Firmado o acerto, ficou marcado o embate para a última sexta-feira daquele mês de agosto. O desafio macabro, consistia no serviçal travar um confronto físico com três opositores sinistros, sendo um de cada vez, mas reunidos no mesmo confronto. Vencendo a peleja o desafiante ganharia a sonhada fortuna; caso perdesse, apenas e tão somente, não ganharia a promessa estabelecida. O que não era permitido seria a sua desistência voluntaria do combate, ou mesmo seu pedido por ajuda Divina durante a refrega; que o levaria ao mergulho na desgraça.

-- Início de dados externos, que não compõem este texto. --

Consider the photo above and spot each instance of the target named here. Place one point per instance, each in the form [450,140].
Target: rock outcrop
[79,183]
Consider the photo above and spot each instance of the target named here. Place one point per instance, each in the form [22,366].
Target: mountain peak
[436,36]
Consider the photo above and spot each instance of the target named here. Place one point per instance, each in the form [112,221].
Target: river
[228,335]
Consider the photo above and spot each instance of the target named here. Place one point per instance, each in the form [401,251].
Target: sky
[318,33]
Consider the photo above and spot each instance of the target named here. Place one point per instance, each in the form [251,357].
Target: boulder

Na madrugada da sexta-feira estabelecida, Faustino apresenta-se na hora e local previamente combinado.

A improvisada arena de luta ficava na encruzilhada de dois caminhos que interligavam povoados, numa chapada de solo argiloso, encoberta de pindobas de babaçu e touceiras de capim, originário das pastagens de uma extinta e rumorosa fazenda de gado.

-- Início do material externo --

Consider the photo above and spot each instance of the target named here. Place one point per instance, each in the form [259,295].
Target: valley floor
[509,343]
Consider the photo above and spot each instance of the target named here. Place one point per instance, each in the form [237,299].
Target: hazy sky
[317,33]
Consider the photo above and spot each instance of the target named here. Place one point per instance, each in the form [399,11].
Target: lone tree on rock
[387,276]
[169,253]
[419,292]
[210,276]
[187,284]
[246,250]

Forte como um touro e de coragem a toda prova, o destemido não tardou entrar em ação. De súbito, uma misteriosa onça, saltou sobre si, fazendo rolarem os dois atracados pelo chão, por um bom tempo. No terceiro baque a fera deixa o confronto, e aos urros desaparece no matagal. A noite clara facilitou o lutador perceber a investida do segundo oponente: era um touro preto bravo e enfurecido. Saltou de lado atracando-se no pescoço do bicho, e puseram-se a rodopiar por cima das moitas de tucum, mata-pasto e tudo quanto era de obstáculos encontrados pela frente. Lá pelas tantas, o animal se desprendeu dos punhos fortes do lutador e desapareceu na escuridão. Mal recuperava as forças, quando fora atacado por um cachorro raivoso que, à traição, abocanhou a batata de sua perna esquerda. O susto horrendo e a dor dilacerando o músculo, o fez soltar um pavoroso grito, e em seguida clamar por socorro: - Valei-me meu Deus.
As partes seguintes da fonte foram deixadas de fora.